Determining what will happen if and when you are no longer able to run your business is critical. The attorneys at Estate Planning and Legacy Law Center, PLC will discuss various scenarios with you. This process can help both us and you evaluate all of the “if this, then that” scenarios.
These scenarios may include how you will leave the business at retirement, including whether you will wind up the business, sell to an interested party, or pass it down to a member of your family. Also, remember to consider the consequences if you were to be unexpectedly struck with a serious illness or injury. Your attorney can help you set up short-term protocols if your unexpected exit is of a shorter duration and other protocols should your absence be long-term or permanent.

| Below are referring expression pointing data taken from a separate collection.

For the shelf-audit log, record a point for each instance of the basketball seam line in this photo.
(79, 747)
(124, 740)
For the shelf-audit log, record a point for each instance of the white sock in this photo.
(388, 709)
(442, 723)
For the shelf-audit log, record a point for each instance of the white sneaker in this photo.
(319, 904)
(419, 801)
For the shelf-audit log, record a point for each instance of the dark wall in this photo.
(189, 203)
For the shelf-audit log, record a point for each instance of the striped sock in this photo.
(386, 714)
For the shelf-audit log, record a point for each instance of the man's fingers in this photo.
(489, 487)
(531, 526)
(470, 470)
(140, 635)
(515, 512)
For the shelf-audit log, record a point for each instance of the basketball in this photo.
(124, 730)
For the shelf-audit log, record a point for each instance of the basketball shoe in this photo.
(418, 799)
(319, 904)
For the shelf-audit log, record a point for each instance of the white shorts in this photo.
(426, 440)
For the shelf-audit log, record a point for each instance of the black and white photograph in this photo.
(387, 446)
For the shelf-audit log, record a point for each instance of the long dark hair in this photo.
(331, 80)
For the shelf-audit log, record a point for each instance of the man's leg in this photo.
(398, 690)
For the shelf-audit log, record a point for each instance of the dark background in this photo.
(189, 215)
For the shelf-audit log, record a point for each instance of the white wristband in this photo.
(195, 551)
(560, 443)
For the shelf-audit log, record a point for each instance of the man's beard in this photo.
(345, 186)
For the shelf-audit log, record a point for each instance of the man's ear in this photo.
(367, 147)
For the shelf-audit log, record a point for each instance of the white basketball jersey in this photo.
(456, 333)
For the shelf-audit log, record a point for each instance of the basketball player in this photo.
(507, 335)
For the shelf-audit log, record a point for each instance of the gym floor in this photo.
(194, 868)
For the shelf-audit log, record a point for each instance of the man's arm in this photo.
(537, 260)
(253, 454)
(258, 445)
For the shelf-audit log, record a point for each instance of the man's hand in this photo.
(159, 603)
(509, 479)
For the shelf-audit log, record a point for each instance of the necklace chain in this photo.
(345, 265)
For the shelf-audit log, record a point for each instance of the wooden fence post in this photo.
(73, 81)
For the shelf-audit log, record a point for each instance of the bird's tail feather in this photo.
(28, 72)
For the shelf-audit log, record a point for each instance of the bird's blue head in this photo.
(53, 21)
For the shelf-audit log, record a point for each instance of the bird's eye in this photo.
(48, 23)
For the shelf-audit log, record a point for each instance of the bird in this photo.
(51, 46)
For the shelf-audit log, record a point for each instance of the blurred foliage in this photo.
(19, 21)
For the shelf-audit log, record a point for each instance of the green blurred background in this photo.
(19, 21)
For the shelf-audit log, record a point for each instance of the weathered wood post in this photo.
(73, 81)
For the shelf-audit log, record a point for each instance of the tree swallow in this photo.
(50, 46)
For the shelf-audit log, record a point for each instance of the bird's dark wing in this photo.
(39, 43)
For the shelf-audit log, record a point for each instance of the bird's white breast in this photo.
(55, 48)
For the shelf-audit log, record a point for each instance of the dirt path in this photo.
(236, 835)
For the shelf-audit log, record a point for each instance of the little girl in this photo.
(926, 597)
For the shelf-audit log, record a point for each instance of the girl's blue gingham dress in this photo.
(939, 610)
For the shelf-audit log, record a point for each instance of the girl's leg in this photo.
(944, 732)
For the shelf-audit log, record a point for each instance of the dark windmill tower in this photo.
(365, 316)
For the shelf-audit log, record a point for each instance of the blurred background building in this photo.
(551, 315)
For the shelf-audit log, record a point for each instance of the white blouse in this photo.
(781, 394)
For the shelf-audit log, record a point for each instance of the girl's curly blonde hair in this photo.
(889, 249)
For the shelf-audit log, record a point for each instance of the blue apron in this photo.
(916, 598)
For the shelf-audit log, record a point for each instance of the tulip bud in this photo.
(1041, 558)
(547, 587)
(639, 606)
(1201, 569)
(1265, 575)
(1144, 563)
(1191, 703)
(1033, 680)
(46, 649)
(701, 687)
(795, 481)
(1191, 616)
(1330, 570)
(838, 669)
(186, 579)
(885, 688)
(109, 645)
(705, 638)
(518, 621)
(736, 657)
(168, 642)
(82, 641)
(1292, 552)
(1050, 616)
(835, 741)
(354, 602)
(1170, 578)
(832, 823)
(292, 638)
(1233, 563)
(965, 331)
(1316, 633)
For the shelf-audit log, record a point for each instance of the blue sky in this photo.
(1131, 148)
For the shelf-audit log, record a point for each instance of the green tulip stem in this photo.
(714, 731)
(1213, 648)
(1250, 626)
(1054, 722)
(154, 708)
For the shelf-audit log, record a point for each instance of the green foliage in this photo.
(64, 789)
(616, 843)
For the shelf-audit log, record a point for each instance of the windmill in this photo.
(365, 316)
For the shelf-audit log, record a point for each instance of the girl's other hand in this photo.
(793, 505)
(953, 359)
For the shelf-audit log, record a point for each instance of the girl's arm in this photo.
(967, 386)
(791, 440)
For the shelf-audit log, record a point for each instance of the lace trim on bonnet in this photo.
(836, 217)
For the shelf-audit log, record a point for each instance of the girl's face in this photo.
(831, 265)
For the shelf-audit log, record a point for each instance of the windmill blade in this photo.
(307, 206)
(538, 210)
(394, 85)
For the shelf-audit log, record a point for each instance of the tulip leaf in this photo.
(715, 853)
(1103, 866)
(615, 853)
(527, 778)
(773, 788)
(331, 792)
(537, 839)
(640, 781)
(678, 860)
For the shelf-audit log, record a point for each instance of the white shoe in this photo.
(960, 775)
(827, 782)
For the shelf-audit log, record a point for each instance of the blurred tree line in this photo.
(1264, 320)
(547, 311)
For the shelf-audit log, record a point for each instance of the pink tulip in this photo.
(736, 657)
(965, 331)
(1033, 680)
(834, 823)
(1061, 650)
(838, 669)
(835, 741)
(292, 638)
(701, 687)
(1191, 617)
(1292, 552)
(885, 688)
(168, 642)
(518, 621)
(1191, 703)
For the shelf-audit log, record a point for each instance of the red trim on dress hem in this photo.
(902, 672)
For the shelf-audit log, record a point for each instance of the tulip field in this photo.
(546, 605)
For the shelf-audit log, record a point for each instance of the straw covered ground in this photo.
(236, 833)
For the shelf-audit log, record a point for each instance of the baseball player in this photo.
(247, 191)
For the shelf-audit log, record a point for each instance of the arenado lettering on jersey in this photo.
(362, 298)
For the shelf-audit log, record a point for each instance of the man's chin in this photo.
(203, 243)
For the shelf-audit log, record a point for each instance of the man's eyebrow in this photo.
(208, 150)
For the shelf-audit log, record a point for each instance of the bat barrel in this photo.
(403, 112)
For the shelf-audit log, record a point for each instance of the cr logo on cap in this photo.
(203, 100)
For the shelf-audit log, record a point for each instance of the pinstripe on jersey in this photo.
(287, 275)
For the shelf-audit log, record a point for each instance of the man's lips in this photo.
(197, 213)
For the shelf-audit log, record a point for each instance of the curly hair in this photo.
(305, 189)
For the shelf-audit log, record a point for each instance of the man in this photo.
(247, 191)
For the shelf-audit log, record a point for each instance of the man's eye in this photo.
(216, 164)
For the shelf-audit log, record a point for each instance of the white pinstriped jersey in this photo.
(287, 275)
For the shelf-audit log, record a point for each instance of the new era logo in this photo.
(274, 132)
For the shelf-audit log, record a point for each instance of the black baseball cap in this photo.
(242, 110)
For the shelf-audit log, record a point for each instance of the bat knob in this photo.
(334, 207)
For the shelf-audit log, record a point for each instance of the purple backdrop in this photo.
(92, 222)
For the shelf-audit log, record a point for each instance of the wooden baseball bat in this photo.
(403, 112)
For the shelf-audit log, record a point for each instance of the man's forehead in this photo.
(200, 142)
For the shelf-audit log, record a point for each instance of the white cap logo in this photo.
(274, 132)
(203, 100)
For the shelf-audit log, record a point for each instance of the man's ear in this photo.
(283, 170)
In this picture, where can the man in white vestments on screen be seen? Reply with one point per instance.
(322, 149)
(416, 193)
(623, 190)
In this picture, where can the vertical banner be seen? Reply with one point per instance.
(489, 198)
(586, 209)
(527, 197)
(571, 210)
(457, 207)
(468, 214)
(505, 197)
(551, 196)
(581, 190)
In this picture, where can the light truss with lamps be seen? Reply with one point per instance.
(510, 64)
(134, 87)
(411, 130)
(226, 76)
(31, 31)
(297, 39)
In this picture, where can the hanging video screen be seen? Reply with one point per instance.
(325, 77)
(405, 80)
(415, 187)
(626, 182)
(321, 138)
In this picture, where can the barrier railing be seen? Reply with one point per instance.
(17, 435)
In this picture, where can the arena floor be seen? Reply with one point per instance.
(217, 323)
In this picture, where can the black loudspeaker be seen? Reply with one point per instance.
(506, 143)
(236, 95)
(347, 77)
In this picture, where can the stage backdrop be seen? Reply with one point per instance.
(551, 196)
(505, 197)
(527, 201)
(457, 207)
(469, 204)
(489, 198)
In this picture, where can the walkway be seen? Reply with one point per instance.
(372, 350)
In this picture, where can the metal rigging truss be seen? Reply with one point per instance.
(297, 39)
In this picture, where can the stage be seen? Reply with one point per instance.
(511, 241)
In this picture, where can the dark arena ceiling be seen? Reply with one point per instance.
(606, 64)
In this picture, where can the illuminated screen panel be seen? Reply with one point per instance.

Disability insurance is an essential funding consideration to help keep the business and your family afloat should unexpected or unforeseen events alter your succession plans. In such instances, make sure you have the right kind and amount of disability income insurance to support you and your family. Also, key man disability insurance can help keep the business running without you.
If you have not done so, then now is the time to start a retirement plan. A comprehensive retirement plan typically includes tax-deferred investments (e.g., think 401K, SIMPLE Plans, etc.), after-tax savings vehicles, trusts, and all manner of assets designed to provide the greatest return on your hard work for a future retirement.
Your estate planning attorney will have ideas uniquely tailored to your specific situation and will work in close coordination with your financial advisor. This teamwork is essential given the tax planning and beneficiary designations involved.
Think about what makes a good “you” in your business. What does it take to run your business efficiently and effectively? Once you have identified those personal qualities and traits, then it is time to select a successor — the person you want to take over.
You and your attorney should develop a flexible, written timeline. While it need not be set in stone, you should know generally when you would like to retire and sell, close, or transition your company to a new owner.